Cuando tenía ocho años, mi sueño era ser brasileño. 1989 fue el año de la Lambada y de los preparativos del Mundial de Italia 90, el primero que seguí con algún discernimiento.
Durante el día, mientras jugaba al fútbol en el colegio, imaginaba que yo era Antonio Careca metiendo goles. En las noches, en cambio, me convertía en el negrito que bailaba lambada con la muchachita rubia del video del grupo Kaoma.
En mis años de universidad, aquel sentimiento persistió. Si América Latina era y es un territorio exótico a los ojos de Europa, Brasil lo era por partida doble. Resultaba exótico para nosotros mismos. Entendiendo por nosotros a los países americanos de habla hispana.
Brasil era un gigante saltarín que no nos necesitaba. Una especie de dios juguetón, como el personaje de El hombre que fue jueves, de G.K. Chesterton. Uno que nos intimidaba y fascinaba a partes iguales por su superioridad y sempiterna alegría.
Recuerdo aquellas magníficas clases sobre literatura brasileña, en la Escuela de Letras de la Universidad Central de Venezuela, con el profesor Jorge Romero, donde nos explicaba sus particularidades.
Por ejemplo, que Brasil hiciera la transición de colonia portuguesa a república moderna sin necesidad de una guerra de independencia. O que ellos sí hubieran podido concretar aquel sueño liberal del siglo XIX, el de la federación, que fracasó de forma tan estrepitosa en otros países que lo intentaron, como Venezuela y Argentina.
O, el súmmum de la excentricidad, la historia de la construcción de su capital, Brasilia, en mitad del desierto.
Aunque se construyó en la segunda mitad de la década de los 50, la idea que subyacía a su emplazamiento era muy anterior. Desde el siglo XVIII se había planteado la necesidad de trasladar la capital política y administrativa del país lejos de los núcleos comerciales como Salvador y Río. No sólo para insertar un bastión de civilización y modernidad en un medio agreste, sino para desvincular la administración del poder de los siempre peligrosos centros económicos y poblacionales de la costa.
Como nos dijo el profesor Romero, si es que no estoy falseando en mi memoria sus palabras, si alguien en Brasil quería dar un golpe de Estado, primero iba a tener que peregrinar hasta aquel punto en medio de la nada para siquiera intentarlo.
Al menos, ese era el razonamiento.
Y eso es lo que sucedió este domingo, cuando una masa enorme de manifestantes que apoyan al expresidente Jair Bolsonaro llegó hasta la capital para asaltar el palacio de Planalto, el Congreso y la sede de la Corte Suprema.

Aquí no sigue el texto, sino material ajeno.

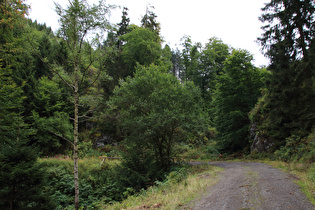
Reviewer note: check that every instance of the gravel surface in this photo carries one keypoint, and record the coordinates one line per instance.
(249, 185)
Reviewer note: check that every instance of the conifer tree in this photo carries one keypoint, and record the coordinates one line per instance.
(287, 108)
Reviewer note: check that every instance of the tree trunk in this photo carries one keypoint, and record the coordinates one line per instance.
(75, 142)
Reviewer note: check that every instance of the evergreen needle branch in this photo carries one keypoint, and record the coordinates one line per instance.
(49, 66)
(61, 137)
(99, 74)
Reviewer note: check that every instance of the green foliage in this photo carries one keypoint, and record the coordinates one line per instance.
(155, 110)
(141, 47)
(286, 113)
(22, 179)
(98, 182)
(298, 149)
(236, 94)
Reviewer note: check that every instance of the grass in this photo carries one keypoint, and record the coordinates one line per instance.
(170, 194)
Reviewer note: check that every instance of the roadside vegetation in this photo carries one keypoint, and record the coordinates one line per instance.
(96, 89)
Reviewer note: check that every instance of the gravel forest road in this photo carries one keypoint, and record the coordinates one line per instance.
(250, 185)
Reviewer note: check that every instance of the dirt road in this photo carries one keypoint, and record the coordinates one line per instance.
(252, 186)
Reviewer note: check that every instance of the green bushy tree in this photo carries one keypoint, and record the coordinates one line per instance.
(287, 107)
(236, 94)
(155, 110)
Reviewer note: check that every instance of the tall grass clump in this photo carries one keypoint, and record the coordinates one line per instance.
(179, 188)
(97, 182)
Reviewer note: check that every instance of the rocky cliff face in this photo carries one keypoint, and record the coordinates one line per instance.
(260, 143)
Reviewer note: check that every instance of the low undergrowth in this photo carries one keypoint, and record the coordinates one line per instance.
(179, 188)
(96, 181)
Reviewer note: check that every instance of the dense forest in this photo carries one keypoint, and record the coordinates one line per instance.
(96, 88)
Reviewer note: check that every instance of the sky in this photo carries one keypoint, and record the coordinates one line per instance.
(235, 22)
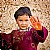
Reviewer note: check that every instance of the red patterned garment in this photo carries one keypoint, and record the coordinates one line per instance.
(28, 40)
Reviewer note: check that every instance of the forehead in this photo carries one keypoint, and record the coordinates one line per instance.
(23, 17)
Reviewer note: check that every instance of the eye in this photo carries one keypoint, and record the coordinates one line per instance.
(26, 20)
(20, 20)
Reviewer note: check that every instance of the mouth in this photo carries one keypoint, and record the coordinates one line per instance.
(23, 26)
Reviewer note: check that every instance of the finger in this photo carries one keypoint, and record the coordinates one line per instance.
(38, 19)
(34, 19)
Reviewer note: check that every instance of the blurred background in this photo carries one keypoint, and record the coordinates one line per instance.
(40, 8)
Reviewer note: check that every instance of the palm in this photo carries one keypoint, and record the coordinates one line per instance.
(35, 23)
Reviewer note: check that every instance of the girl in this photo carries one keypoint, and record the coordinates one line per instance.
(26, 38)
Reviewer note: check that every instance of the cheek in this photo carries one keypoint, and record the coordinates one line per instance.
(20, 23)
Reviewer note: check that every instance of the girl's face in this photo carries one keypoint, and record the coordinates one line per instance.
(23, 22)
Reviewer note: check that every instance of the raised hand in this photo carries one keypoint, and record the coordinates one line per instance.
(36, 24)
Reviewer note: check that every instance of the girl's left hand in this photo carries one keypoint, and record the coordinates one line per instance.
(36, 24)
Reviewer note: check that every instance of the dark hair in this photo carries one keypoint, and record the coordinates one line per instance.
(22, 11)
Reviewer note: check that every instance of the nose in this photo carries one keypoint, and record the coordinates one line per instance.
(23, 22)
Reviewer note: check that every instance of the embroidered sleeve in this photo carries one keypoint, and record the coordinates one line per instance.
(39, 35)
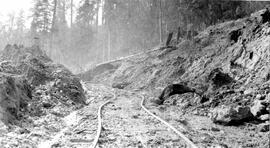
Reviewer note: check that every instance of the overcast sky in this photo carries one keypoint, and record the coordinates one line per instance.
(14, 6)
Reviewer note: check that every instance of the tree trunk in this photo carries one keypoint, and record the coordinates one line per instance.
(169, 39)
(71, 13)
(160, 21)
(54, 16)
(109, 44)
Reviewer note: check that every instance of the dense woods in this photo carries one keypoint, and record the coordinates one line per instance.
(92, 31)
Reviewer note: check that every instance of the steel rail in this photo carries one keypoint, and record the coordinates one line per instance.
(189, 142)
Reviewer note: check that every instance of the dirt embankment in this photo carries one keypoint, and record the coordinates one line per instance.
(228, 63)
(32, 85)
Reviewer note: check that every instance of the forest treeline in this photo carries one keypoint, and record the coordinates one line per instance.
(78, 33)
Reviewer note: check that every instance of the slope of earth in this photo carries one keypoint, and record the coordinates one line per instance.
(35, 95)
(228, 64)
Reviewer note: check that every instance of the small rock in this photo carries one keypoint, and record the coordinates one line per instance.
(260, 97)
(258, 108)
(249, 91)
(264, 117)
(264, 127)
(215, 129)
(230, 115)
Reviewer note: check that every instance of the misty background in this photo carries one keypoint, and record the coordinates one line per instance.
(82, 33)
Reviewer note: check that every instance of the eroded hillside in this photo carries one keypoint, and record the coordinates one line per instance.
(34, 94)
(227, 63)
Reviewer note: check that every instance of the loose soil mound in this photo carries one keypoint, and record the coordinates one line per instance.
(31, 84)
(228, 63)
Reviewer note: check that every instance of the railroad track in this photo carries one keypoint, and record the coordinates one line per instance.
(189, 143)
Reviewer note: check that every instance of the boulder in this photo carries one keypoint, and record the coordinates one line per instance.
(258, 108)
(264, 117)
(228, 115)
(264, 127)
(14, 94)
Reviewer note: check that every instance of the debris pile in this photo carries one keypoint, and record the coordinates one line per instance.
(32, 85)
(227, 64)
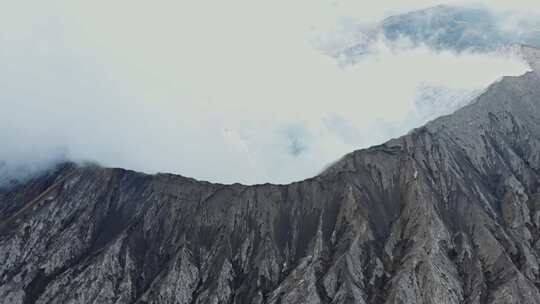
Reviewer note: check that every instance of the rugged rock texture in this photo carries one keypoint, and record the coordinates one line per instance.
(449, 213)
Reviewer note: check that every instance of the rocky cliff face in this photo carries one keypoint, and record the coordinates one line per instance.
(449, 213)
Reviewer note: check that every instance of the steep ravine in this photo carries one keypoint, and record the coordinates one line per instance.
(449, 213)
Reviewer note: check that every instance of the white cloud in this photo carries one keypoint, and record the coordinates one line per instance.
(223, 91)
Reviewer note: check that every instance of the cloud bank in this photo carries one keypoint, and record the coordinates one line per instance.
(226, 92)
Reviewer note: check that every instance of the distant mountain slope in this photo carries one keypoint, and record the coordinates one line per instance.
(446, 27)
(449, 213)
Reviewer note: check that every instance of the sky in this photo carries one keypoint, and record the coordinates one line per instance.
(236, 91)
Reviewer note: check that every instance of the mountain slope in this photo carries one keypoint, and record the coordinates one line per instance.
(449, 213)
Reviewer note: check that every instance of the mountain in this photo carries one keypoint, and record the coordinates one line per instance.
(449, 213)
(445, 27)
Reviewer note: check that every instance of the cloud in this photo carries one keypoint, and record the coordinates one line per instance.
(226, 92)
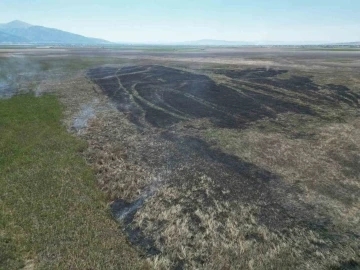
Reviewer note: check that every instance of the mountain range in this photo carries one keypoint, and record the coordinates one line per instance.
(18, 32)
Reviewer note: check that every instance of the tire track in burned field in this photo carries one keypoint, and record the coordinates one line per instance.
(156, 98)
(162, 96)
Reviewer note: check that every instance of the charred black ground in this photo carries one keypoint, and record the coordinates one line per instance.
(164, 96)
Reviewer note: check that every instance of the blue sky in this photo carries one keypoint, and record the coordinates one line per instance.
(185, 20)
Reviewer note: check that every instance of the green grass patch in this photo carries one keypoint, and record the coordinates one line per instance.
(52, 215)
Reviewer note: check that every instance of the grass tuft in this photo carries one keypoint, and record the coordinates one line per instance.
(51, 211)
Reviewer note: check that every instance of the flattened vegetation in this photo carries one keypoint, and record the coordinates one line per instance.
(164, 96)
(218, 202)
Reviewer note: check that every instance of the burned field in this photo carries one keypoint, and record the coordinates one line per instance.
(213, 207)
(222, 158)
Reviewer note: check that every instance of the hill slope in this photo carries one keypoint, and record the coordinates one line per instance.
(21, 32)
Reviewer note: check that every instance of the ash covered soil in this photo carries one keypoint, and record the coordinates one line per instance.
(229, 153)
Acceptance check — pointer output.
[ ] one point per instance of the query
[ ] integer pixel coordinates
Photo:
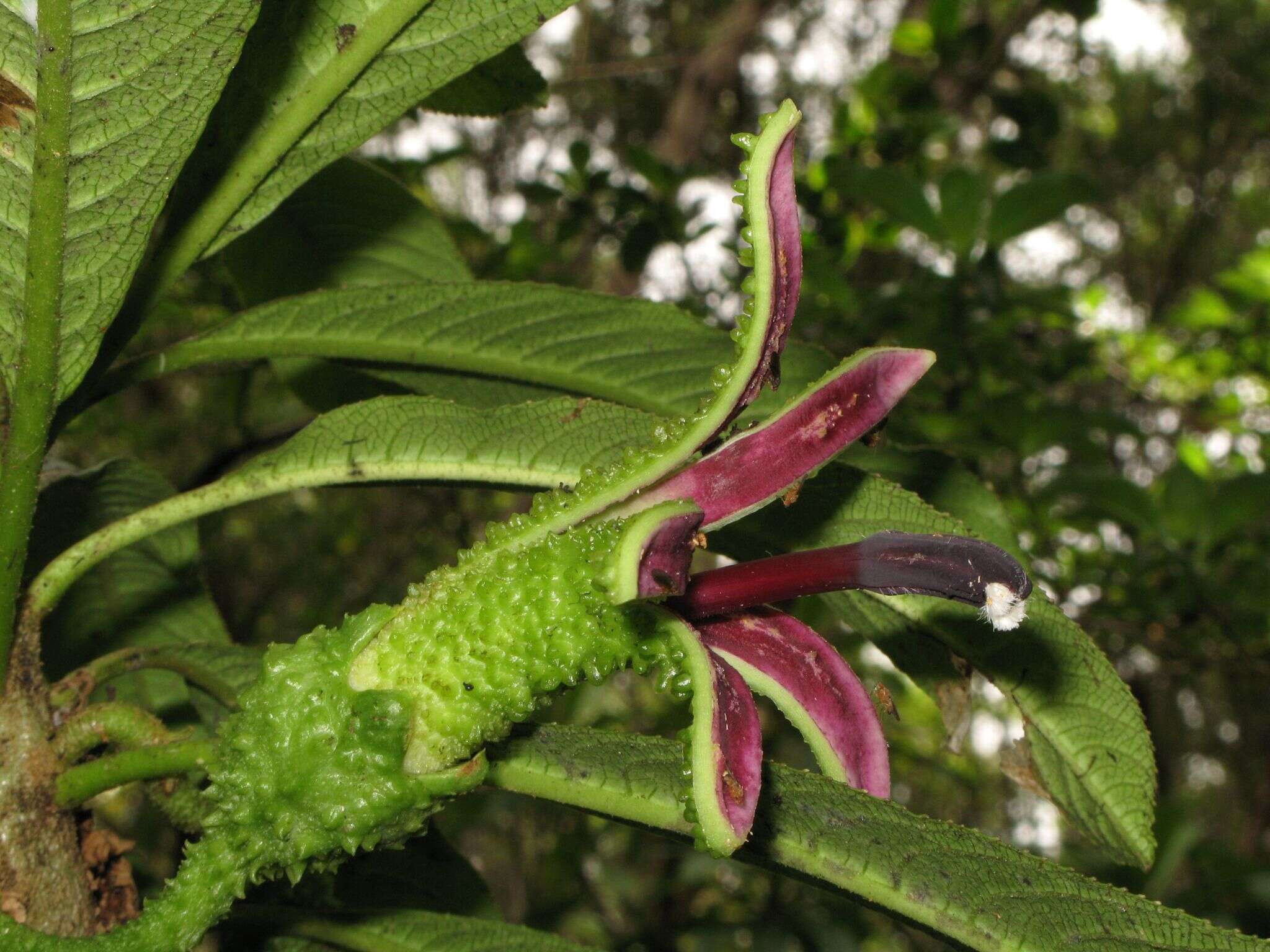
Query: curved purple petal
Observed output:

En resumen, un intento de golpe de Estado que de alguna manera ya había sido previsto desde los primeros esbozos de la ciudad y que fue sofocado rápidamente, sin ninguna víctima fatal que lamentar. De modo que hasta para sus rupturas y sus recuperaciones constitucionales, Brasil es un modelo de ordem e progresso.
La prensa mundial, y por supuesto la española, no dejaron de reseñar la noticia con profundísima preocupación. La crisis, una vez superada, le viene como anillo al dedo al carismático Lula da Silva para gobernar con mano dura, a su antojo y con el apoyo de la comunidad internacional.
Es de notar que ese mismo día, durante el breve asedio en Brasilia, en la región de Puno, en Perú, 17 manifestantes murieron asesinados en enfrentamientos con la policía.
Esto sucedió en el marco de las protestas continuas que dejó el frustrado intento de autogolpe de Pedro Castillo, el mes pasado. Desde entonces, casi medio centenar de peruanos han perdido la vida en esas protestas.
En España, esos muertos no importan. Es entonces cuando me digo, con un suspiro infantil, qué no hubieran dado los peruanos, los venezolanos, los cubanos y los nicaragüenses por haber sido brasileños.